In U.S. Pat. No. 4,203,158, Frohman-Bentchkowsky et al. disclose an electrically programmable erasable MOS memory device fabricated on a P-type silicon substrate and including N-type source and drain regions defining a channel therebetween. An electrically floating polysilicon gate is formed above the channel. The floating gate for most of the channel is separated from the substrate by an oxide layer of between 500 .ANG. and 1000 .ANG. thick. A much smaller area of the floating gate is separated from the substrate by a thin oxide layer of between 70 .ANG. and 200 .ANG. thick. This thin oxide layer extends over a third N-type region which is contiguous with the source region. The floating gate also extends over a portion of the third region and is separated from the third region by the thin oxide region. A polysilicon program gate is disposed above the floating gate and insulated therefrom by another oxide layer. The drain region of the memory device may also be a source for a selection transistor whose gate is coupled to a word select line.

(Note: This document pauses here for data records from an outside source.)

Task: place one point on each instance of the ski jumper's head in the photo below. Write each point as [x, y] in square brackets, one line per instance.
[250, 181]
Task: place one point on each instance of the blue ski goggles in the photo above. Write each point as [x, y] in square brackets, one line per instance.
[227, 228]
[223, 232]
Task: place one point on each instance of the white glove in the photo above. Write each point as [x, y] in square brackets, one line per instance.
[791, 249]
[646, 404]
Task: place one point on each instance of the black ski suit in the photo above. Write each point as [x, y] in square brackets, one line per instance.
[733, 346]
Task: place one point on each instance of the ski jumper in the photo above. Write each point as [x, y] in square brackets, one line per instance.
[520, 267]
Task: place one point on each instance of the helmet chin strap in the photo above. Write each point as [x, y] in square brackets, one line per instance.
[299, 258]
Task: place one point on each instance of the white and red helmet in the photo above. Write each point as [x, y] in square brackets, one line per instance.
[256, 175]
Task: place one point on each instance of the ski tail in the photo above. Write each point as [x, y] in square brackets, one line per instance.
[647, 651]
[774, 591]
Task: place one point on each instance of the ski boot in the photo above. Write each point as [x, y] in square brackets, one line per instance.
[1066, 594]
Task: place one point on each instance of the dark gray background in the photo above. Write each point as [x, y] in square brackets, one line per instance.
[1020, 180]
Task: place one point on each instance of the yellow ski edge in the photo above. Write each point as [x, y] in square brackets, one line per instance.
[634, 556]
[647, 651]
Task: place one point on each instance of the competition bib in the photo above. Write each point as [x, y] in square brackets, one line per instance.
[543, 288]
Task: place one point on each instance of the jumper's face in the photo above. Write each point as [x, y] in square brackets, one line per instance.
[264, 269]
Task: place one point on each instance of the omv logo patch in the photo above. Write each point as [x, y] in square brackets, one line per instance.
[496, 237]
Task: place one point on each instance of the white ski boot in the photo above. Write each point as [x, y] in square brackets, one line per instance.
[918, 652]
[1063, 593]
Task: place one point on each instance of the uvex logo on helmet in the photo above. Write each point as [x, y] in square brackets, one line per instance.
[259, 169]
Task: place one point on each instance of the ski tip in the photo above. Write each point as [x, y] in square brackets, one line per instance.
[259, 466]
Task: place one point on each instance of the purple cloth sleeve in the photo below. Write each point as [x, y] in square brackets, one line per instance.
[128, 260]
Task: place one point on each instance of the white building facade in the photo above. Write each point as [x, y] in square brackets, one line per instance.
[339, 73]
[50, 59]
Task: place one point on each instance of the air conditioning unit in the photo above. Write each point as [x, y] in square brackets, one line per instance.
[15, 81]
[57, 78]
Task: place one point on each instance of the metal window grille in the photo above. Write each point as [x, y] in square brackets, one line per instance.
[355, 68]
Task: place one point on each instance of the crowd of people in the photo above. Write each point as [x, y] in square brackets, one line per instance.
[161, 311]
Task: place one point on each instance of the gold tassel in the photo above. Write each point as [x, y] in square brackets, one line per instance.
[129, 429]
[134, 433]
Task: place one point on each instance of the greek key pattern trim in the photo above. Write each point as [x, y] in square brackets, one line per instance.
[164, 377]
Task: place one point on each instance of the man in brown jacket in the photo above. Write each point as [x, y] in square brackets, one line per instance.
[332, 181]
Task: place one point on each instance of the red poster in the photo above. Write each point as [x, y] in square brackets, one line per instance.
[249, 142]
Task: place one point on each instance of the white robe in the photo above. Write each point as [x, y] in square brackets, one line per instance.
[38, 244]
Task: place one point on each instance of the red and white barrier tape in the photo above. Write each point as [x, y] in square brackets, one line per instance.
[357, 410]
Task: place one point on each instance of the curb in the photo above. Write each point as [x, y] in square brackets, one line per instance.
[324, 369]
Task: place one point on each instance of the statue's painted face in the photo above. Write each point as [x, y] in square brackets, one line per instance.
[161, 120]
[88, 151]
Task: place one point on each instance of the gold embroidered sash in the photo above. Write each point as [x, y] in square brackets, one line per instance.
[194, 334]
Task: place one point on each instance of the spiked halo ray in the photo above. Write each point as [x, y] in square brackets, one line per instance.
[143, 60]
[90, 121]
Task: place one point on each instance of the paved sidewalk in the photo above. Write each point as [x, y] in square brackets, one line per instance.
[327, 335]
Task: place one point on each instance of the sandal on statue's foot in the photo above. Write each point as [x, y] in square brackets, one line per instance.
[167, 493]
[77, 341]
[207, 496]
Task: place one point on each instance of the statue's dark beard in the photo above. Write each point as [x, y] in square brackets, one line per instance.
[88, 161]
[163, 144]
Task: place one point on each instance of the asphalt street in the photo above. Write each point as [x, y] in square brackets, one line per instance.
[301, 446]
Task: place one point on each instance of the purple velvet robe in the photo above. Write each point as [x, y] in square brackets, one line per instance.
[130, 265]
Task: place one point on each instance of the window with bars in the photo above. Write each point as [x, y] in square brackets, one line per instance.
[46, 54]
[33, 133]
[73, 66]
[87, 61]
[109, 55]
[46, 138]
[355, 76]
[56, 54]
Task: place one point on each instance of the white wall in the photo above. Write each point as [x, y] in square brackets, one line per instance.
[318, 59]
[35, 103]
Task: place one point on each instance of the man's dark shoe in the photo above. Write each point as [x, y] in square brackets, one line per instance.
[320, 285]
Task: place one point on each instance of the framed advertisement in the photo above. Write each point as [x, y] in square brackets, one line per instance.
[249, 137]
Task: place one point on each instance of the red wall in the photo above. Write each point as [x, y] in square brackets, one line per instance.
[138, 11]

The memory device is fabricated by a process in which the overlap of the floating gate with the third region is formed by first growing the thicker gate oxide and then forming a slot in the oxide above the overlap area. The slot is used to diffuse or implant an N-type dopant, such as arsenic, into the third region and also to define the thin oxide layer. Then the floating gate is formed. Alternatively, a separate doping step to define the third region may be avoided by causing sufficient lateral diffusion from the source region to provide the necessary overlap with the floating gate.
In U.S. Pat. No. 4,598,460, Owens et al. disclose a method of making an integrated circuit EPROM having EPROM devices together with N-channel and P-channel peripheral devices, in which independently adjustable thresholds are provided for each of the three device types. The EPROM devices are formed with steps which may include etching through a polysilicon layer, an interpoly oxide layer and another polysilicon layer to form both a control gate and a floating gate beneath it, then implanting N-type arsenic ions adjacent to these gates, using the gates as a self-aligning mask, to form source and drain regions. This may be followed by a phosphorus ion implant into the same source and drain regions using the same mask as was used for the arsenic implant. Since phosphorus has a greater diffusion rate than arsenic, subsequent heating results in the phosphorus outrunning the arsenic and spreading the sources and drains downward and laterally to create a high density core of arsenic ions for good ohmic contact surrounded by a low density shell of phosphorus ions that extend under the floating gate. Drain extension under the floating gate improves programming efficiency. The low density shell also reduces the chances of shorting due to any slight misregistration between metal contacts and the source and drain cores.
An object of the present invention is to provide a fabrication process and memory cell layout for electrically programmable and rapidly erasable MOS memory devices that result in a smaller memory cell size.